Prof. Neha Kumar, Sam Nunn School of International Affairs, Georgia Institute of Technology

Prof. Johnathan Colton, Mechanical Engineering, Georgia Institute of Technology

Prof. Bill Winders, History and Sociology, Georgia Institute of Technology



February 26, 2020 @ 12:00 PM EST

Ivan Allen College (Habersham) G-17



Do farmers in contract farming (CF) arrangements have lower levels of postharvest losses than do farmers who do not participate in contract farming? Does our current understanding of postharvest losses overlook other critical causes of loss? According to the Food and Agriculture Organization (FAO), about 1.3 billion tons of food, representing nearly one-third of annual global food production, is lost or wasted before it reaches the final consumer.
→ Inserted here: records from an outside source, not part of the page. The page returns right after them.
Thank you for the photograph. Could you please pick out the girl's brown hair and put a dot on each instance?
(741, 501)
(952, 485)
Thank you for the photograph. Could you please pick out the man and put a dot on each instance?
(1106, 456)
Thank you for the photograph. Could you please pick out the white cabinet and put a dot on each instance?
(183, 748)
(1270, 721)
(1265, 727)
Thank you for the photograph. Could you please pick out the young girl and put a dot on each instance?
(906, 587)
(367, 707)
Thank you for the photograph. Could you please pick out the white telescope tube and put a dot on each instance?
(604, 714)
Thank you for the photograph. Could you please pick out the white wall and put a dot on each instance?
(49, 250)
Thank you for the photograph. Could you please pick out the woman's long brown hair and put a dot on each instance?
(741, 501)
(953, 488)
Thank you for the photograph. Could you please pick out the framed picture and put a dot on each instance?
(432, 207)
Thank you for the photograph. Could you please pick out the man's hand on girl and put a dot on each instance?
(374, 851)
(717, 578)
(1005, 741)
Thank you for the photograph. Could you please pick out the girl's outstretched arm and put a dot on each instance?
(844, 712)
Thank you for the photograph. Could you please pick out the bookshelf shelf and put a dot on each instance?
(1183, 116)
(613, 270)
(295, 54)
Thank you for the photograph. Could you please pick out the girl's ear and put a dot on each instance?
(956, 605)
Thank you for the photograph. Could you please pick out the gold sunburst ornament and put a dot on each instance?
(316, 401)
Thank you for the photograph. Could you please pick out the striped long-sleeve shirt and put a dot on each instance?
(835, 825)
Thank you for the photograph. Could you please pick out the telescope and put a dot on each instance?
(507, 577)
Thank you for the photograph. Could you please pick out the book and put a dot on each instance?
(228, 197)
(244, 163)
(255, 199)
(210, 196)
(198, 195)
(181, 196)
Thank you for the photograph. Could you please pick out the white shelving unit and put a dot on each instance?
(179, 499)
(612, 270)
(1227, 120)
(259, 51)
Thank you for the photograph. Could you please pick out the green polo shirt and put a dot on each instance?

In Africa, 18 percent of cereals is lost postharvest. Technologies have traditionally been deployed towards reducing these losses. However, the success of technology solutions has been inconclusive in Africa. In light of this, market-led approaches to reducing losses are becoming mainstream in the postharvest loss literature. The research finds that farmers who participated in formal contract farming schemes experienced lower postharvest loss than farmers who did not. However, farmers participating in informal contracting schemes suffered more significant postharvest loss than did farmers in formal schemes or no schemes at all. The research also finds that while contract farming is an effective market-based policy for increasing food production and reducing losses, several institutional and cultural factors can hinder the communities from maximizing the potential benefits of contract farming. It also finds that the current understanding of postharvest loss is limited because the issue has been approached at the macro-level. To improve our knowledge and governance of postharvest losses, researchers must move from the macro-theoretical level to consider the micro-practical level and examine other unanswered, ignored, and unaccounted-for social and policy issues that drive postharvest losses.